Are you considering the exciting prospect of moving overseas? Whether it's the allure of Costa Rican culture, the picturesque beaches of Spain, the relaxed way of life in New Zealand, or a career change in the UK and USA, the possibilities are endless.

No matter where you choose to relocate, it's an opportunity to experience a new way of life and embrace new experiences. From the local cuisine to the customs and traditions, there's so much to explore and discover.

As you plan for your move, it's important to consider the practicalities of transportation and packing up your belongings. It's also a good idea to think about how your daily routine may change and what adjustments you may need to make.

However, before you start packing your bags, it's essential to be aware of any potential legal issues you may need to address. Taking care of tax-related matters before you go can help ensure a smooth transition to your new home.

1. Ensure your U.S. tax filings remain current.

It's important to be aware that even if you have relocated overseas, as a U.S. citizen or green card holder, you may still be considered a U.S. tax resident and be required to file U.S. taxes. This means that any foreign income you earn may need to be reported.

For the 2022 tax year, single filers earning more than $12,400 and married couples filing jointly earning at least $24,800 in worldwide gross income are still required to submit tax returns to the United States.

It can be easy to forget about your tax obligations while living abroad, but it's crucial to stay on top of them. Fortunately, there is a two-month extension for tax filing deadlines for Americans living abroad, until June 15th, which provides some extra time to get everything in order.

2. Make sure you're ready to travel to the U.S.

If you're moving overseas during the year, it's important to stay out of the United States for at least 330 days in order to qualify for the Foreign Earned Income Exclusion.
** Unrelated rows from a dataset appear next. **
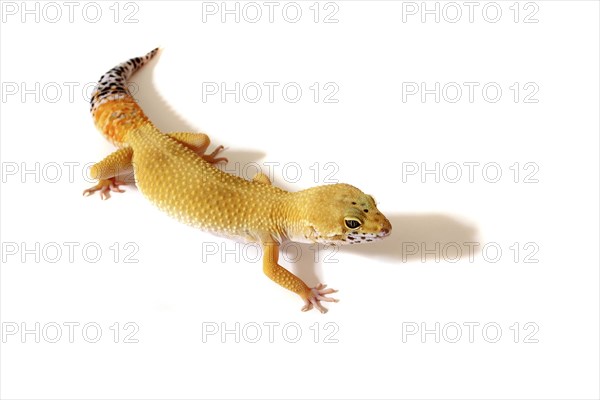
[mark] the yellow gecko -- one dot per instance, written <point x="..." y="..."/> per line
<point x="174" y="173"/>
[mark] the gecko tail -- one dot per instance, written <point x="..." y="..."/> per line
<point x="114" y="110"/>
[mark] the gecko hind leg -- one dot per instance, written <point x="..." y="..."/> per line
<point x="107" y="170"/>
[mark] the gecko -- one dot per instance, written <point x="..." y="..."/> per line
<point x="174" y="172"/>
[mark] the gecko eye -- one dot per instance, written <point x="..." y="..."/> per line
<point x="352" y="223"/>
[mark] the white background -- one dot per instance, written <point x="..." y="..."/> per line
<point x="370" y="135"/>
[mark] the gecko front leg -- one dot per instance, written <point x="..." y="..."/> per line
<point x="312" y="296"/>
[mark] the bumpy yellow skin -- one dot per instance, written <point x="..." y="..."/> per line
<point x="172" y="171"/>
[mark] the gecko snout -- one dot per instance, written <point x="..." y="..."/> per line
<point x="386" y="228"/>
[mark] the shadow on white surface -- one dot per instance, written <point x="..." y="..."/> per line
<point x="416" y="236"/>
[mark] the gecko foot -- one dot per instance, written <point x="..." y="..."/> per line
<point x="211" y="158"/>
<point x="105" y="186"/>
<point x="316" y="296"/>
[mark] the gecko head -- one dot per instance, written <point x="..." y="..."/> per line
<point x="341" y="214"/>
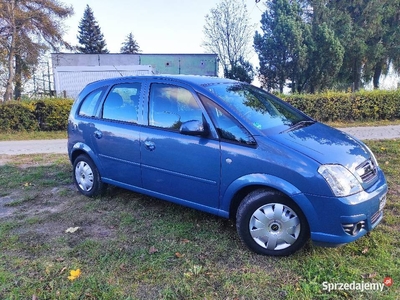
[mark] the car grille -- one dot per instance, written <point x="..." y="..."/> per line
<point x="367" y="171"/>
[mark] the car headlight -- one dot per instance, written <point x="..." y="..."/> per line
<point x="341" y="180"/>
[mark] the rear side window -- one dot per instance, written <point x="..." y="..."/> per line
<point x="170" y="106"/>
<point x="122" y="103"/>
<point x="89" y="105"/>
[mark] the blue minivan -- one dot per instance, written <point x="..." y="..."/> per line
<point x="230" y="149"/>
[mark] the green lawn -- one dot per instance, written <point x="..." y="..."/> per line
<point x="130" y="246"/>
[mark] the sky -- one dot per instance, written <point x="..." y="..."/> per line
<point x="159" y="26"/>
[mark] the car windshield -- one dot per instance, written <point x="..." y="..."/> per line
<point x="261" y="109"/>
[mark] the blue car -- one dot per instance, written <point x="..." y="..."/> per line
<point x="230" y="149"/>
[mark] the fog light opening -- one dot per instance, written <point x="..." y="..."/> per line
<point x="353" y="228"/>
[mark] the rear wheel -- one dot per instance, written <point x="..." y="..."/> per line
<point x="86" y="177"/>
<point x="269" y="223"/>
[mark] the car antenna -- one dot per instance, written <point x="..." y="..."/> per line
<point x="118" y="71"/>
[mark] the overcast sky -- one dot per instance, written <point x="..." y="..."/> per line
<point x="159" y="26"/>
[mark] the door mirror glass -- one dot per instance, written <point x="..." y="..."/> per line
<point x="193" y="127"/>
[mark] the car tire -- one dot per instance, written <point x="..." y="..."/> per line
<point x="87" y="177"/>
<point x="270" y="223"/>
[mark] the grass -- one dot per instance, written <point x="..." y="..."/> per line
<point x="34" y="135"/>
<point x="130" y="246"/>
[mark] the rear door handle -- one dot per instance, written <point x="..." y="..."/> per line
<point x="150" y="145"/>
<point x="98" y="134"/>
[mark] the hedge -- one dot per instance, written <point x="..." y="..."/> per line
<point x="359" y="106"/>
<point x="37" y="115"/>
<point x="52" y="114"/>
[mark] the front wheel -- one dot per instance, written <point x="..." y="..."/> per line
<point x="86" y="177"/>
<point x="269" y="223"/>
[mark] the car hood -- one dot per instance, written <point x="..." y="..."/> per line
<point x="325" y="145"/>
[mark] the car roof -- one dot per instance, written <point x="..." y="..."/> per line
<point x="192" y="79"/>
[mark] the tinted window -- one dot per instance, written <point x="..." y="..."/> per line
<point x="89" y="105"/>
<point x="227" y="127"/>
<point x="122" y="103"/>
<point x="170" y="106"/>
<point x="263" y="110"/>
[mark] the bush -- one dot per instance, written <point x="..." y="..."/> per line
<point x="44" y="115"/>
<point x="15" y="116"/>
<point x="360" y="106"/>
<point x="52" y="115"/>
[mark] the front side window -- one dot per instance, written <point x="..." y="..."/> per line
<point x="170" y="106"/>
<point x="122" y="103"/>
<point x="227" y="127"/>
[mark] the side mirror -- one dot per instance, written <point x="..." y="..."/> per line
<point x="193" y="127"/>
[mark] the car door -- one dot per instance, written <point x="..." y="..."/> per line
<point x="182" y="168"/>
<point x="115" y="134"/>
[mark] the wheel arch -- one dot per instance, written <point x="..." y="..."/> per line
<point x="81" y="148"/>
<point x="241" y="187"/>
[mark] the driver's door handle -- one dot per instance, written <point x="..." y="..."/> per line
<point x="150" y="145"/>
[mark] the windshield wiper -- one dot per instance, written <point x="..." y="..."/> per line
<point x="299" y="125"/>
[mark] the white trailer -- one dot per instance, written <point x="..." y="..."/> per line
<point x="70" y="80"/>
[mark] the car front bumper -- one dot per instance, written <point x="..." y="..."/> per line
<point x="337" y="221"/>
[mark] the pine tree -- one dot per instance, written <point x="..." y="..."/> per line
<point x="90" y="36"/>
<point x="130" y="46"/>
<point x="28" y="28"/>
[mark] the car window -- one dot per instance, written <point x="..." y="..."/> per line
<point x="89" y="104"/>
<point x="264" y="111"/>
<point x="227" y="127"/>
<point x="122" y="103"/>
<point x="170" y="106"/>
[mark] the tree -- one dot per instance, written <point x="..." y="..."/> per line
<point x="369" y="31"/>
<point x="228" y="34"/>
<point x="297" y="47"/>
<point x="130" y="46"/>
<point x="89" y="34"/>
<point x="27" y="29"/>
<point x="242" y="71"/>
<point x="281" y="49"/>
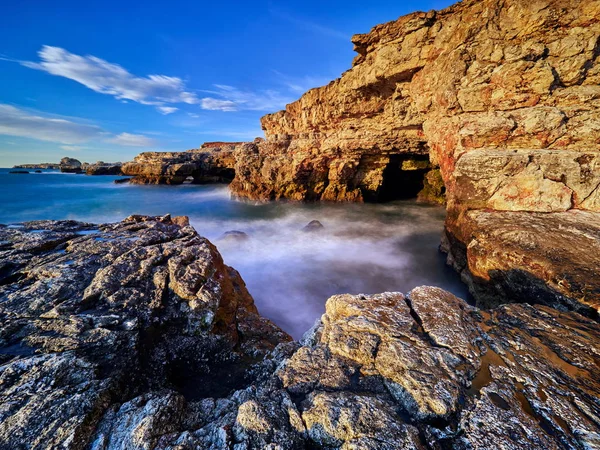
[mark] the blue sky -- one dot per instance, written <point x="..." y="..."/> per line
<point x="107" y="80"/>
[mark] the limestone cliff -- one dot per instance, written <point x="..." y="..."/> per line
<point x="213" y="162"/>
<point x="502" y="97"/>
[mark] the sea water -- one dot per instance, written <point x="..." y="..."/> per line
<point x="362" y="248"/>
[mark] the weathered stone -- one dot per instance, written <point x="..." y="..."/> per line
<point x="91" y="316"/>
<point x="213" y="162"/>
<point x="70" y="165"/>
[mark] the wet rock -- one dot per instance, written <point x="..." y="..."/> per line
<point x="234" y="236"/>
<point x="312" y="226"/>
<point x="429" y="371"/>
<point x="529" y="257"/>
<point x="70" y="165"/>
<point x="102" y="168"/>
<point x="136" y="334"/>
<point x="93" y="316"/>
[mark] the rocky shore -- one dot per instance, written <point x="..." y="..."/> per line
<point x="489" y="107"/>
<point x="213" y="162"/>
<point x="136" y="335"/>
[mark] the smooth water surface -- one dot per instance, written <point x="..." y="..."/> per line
<point x="363" y="248"/>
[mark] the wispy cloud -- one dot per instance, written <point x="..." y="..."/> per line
<point x="233" y="99"/>
<point x="166" y="109"/>
<point x="19" y="122"/>
<point x="299" y="85"/>
<point x="112" y="79"/>
<point x="215" y="104"/>
<point x="161" y="91"/>
<point x="72" y="148"/>
<point x="309" y="25"/>
<point x="132" y="140"/>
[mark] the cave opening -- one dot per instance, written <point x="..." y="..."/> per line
<point x="403" y="178"/>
This exclusion allows you to exclude approximately $100,000 of overseas income from your US tax calculations, which can be a significant benefit.

For Americans who are paying taxes while residing abroad, the Foreign Earned Income Exclusion can help individuals exclude up to $108,700 of income from foreign sources on their tax return for the following year. This can help avoid the issue of double taxation and ensure that you're only paying taxes once on your income. It's a great benefit to take advantage of if you're eligible.

3. End your state residency properly

Many states will waive the typical six-month residency requirement if you can demonstrate that you live elsewhere. However, some states, such as Virginia, California, and South Carolina, can be challenging to avoid state taxes. You may need to provide evidence that you have no intention of returning to the state in order to avoid paying taxes.

If you're looking to sever ties with your state before going abroad, there are a few steps you can take. First, resign from any property owner in the state and revoke your state-issued driver's license. Additionally, filing a non-resident state tax return for the first few years that you're away from home can help ensure that your non-resident status is established and recognized by the state. By taking these steps, you can potentially avoid paying state taxes while living abroad.

4. Change Your Tax Year

It's important to be aware that the start of the tax year can vary depending on the country, with some starting in April and others starting in July. This can take some adjusting, so it's important to keep track of when the tax year starts in your new country of residence.

Additionally, make sure to save your pay stubs so that you can accurately report your overseas income using the U.S. tax year, which runs from January 1st to December 31st. This will ensure that you're able to properly file your taxes and avoid any potential issues with the IRS.

5. Keeping a US bank account

If you're sending money back to family members in the United States, it can be helpful to have a US bank account. Additionally, having a US bank account can ensure that you're able to receive any US benefits that you may become eligible for, such as social security. This can help avoid potential issues with transferring money into your foreign bank accounts.

It's also important to seek out information and guidance prior to relocating abroad. Consider speaking with a reputable ex-pat tax filing business and the American embassy in your prospective host country to ensure that you have a clear understanding of any tax or legal requirements that may apply to you. This can help make your transition smoother and avoid any potential issues down the line.